Here's what it means: Walmart's curbside offering is becoming more important to both customers and the retailer itself.
- A majority of customers feel it saves them time and is an enjoyable experience. A resounding 76% of Walmart's grocery pickup customers said they saved time by shopping online, and a solid 64% felt the experience was an enjoyable one, according to data from Numerator cited by Retail Dive. This level of favorability bodes well for Walmart's chances of getting repeat business from the shoppers who give its curbside pickup a try.
- Shoppers are spending more when using curbside pickup. While the average spend per trip for in-store shoppers was $49.70, customers spent more than 2.5 times as much when shopping online for grocery pickup — $124.86 on average. This is good for Walmart and will likely encourage the retailer to continue its aggressive rollout of the offering to new areas: In early 2018, the retailer was offering pickup at 1,200 stores, but worked to grow this number to 2,200 by the end of 2018 and now has its sights set on 3,100 of its over 5,000 stores, leaving it more room to grow.
The bigger picture: Curbside pickup may be a powerful weapon in Walmart's fight against Amazon.
- Walmart's grocery pickup brings in several new customers, many of them Prime members. Between 40% and 60% of Walmart's curbside pickup sales come from new Walmart shoppers, per Cowen and Company as cited by Retail Dive. This statistic is likely helped along by the fact that curbside pickup carries no extra fee at Walmart, unlike with competitors (Kroger, for example, charges $4.95 per order, according to Retail Dive). Perhaps more importantly, Walmart's grocery pickup option may be poaching grocery customers from Amazon. Sixty-five percent of Walmart curbside customers surveyed by Numerator noted that they are also Prime members. This is problematic for Amazon, as it will need spending from Prime members — who have access to services like curbside pickup from Whole Foods and Prime Now grocery delivery — to push further into the grocery market.

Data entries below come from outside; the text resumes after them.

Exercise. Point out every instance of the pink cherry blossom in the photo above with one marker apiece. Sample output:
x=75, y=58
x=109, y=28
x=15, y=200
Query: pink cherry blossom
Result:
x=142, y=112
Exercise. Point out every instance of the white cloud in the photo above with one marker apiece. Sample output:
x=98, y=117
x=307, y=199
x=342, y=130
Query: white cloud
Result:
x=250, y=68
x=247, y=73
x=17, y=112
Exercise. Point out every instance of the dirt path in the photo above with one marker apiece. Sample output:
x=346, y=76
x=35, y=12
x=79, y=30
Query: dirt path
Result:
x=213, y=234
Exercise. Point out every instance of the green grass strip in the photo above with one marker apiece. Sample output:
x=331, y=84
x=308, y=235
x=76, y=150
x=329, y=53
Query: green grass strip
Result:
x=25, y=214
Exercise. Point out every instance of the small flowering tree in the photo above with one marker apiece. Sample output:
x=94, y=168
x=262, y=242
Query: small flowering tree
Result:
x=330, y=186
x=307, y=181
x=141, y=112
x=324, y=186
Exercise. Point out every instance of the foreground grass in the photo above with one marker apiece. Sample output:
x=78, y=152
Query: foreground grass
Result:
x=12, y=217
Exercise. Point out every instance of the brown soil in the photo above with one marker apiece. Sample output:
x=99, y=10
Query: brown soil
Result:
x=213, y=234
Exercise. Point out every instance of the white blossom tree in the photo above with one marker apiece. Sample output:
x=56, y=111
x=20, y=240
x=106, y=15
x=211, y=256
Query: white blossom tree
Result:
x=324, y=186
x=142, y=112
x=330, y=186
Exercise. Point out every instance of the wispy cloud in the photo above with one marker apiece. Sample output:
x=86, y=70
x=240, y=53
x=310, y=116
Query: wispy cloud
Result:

- A popular curbside option can protect Walmart from customer attrition caused by Amazon's coming one-day shipping standard. Amazon's announcement that it will be making one-day shipping the standard speed for Prime members is a big issue for its retail competitors because, if consumers get used to that speed, they run the risk of seeming slow by comparison. However, curbside pickup is same-day — even faster than one-day shipping, and 33% of Walmart's digital sales are coming from the service currently. Walmart should consider making more products available for curbside pickup and push to get more of its sales from the service to shield itself from Amazon's one-day offering, even as it begins rolling out its own.